TERRESTRA
Terrestra grew from a deep contemplation of the sea and its perpetual movement, offering me a greater understanding of the desert. Holding a rock in my hands, a prehistoric marine animal embedded within its structure, I suddenly recognized the desert landscape as the historical remnant of a once-filled seabed. The flow and movement of water and land is a geologically permanent condition. And it is the land itself that manifests this passage of time.
Once I could see the story of stone through this geologic lens, my perceptions of the desert itself shifted. I no longer perceived only the surface appearance of expansive space, which often characterizes these regions, but also the silent ledger of time passage. The slightest crease in a rock belies thousands of years of water flow; more dramatic folds may represent hundreds of thousands of years of water movement.
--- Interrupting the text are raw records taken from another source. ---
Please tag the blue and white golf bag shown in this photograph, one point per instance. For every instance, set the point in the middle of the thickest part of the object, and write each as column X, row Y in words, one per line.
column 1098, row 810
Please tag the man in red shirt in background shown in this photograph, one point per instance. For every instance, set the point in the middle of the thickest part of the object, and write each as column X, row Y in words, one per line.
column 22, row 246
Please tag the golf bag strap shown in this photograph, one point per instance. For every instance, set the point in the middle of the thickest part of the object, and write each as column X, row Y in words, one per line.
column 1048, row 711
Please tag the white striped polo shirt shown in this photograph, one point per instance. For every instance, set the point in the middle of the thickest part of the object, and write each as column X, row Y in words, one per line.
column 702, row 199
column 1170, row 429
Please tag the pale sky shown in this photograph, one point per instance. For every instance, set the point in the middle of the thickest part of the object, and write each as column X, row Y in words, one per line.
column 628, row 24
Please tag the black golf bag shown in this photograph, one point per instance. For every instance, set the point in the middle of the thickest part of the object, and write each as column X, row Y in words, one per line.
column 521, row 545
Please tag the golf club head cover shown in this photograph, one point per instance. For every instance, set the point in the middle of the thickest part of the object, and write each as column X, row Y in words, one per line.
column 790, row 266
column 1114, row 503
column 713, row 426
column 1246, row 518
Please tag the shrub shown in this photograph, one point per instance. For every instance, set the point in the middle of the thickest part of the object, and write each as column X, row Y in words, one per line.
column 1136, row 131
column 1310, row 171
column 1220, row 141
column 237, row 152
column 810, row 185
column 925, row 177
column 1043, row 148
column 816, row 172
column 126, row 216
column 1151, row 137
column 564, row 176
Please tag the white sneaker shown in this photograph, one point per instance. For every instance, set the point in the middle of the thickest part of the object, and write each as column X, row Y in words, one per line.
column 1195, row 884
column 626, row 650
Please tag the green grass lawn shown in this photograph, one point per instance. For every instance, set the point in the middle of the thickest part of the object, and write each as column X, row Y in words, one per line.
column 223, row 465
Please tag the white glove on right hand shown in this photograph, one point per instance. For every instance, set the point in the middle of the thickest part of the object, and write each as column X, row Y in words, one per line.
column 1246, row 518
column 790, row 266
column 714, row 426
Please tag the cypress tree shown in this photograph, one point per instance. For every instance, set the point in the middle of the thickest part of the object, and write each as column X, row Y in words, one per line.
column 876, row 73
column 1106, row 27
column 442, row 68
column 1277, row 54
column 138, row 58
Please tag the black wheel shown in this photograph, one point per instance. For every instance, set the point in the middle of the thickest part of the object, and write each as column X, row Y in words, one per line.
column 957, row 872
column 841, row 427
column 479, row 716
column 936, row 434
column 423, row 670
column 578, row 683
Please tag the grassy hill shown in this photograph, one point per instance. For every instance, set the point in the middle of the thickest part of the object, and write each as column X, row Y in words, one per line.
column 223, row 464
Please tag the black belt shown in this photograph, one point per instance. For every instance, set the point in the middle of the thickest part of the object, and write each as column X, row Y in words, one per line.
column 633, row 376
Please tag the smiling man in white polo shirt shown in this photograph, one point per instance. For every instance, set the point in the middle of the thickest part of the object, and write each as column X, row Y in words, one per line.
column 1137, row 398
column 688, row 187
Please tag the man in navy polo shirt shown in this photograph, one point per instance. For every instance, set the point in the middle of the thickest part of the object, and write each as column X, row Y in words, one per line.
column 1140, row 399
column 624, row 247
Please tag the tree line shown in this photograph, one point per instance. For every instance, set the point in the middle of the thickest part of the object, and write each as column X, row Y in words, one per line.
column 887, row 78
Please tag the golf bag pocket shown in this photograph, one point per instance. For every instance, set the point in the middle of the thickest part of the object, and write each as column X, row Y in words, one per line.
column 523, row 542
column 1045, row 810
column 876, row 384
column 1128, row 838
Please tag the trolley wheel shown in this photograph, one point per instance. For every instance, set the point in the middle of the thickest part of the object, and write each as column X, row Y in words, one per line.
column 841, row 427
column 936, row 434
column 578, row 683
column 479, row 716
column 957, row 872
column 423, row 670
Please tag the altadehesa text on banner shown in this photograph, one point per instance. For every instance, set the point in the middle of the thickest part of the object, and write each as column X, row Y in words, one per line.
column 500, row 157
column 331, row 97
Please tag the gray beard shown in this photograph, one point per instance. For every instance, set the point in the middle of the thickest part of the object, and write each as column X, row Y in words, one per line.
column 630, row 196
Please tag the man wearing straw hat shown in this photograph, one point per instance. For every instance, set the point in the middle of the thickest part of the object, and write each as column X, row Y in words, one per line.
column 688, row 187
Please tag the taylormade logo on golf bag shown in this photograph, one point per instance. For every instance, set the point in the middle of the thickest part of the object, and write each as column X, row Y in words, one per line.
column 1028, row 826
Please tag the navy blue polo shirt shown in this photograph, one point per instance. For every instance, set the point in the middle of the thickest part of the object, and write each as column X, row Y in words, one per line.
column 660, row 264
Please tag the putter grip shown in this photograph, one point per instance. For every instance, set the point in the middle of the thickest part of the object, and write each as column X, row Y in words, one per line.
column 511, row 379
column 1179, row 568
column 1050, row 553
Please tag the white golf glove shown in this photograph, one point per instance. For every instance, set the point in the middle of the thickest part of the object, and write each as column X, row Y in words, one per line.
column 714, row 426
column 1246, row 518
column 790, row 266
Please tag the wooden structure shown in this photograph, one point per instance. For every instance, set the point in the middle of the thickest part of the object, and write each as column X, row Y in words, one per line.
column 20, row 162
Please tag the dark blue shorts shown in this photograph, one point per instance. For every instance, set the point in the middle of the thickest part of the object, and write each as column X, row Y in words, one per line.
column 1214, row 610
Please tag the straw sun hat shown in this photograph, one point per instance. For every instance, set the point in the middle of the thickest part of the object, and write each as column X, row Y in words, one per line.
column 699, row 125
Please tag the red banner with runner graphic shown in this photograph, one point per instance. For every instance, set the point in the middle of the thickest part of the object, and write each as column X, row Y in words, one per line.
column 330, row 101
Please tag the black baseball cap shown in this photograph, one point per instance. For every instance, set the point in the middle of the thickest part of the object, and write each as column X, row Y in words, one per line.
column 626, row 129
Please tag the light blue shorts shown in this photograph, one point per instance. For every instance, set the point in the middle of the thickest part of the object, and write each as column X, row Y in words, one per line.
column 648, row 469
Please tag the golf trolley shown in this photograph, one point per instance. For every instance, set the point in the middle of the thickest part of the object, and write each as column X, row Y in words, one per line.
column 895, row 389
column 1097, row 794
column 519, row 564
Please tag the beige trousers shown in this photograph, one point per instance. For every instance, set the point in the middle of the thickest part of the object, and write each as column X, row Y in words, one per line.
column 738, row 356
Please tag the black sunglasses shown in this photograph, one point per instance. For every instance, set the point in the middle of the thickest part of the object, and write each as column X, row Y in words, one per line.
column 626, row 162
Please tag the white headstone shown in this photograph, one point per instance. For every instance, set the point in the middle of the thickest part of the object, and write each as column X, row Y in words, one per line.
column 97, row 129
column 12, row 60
A swath of land uplifted at a sharp angle transports the imagination back tens of millions of years, to a milieu that predates human existence. The past still resides here; I can touch it with my hand. Investigating these realms with my camera, I am reminded of the infinite worlds residing within the human body, from organs to cells to atoms, as well as the vast scope of the cosmos. The images in Terrestra lay bare the elemental structure of the earth in ways that recall the human body, while simultaneously evoking sensations of impermanence and constant flux. There is a subtle tension between what is present, and what cannot be seen or touched. Evocations of painting and sculpture expand the photograph to brush against the unknown, and dance with the mysterious.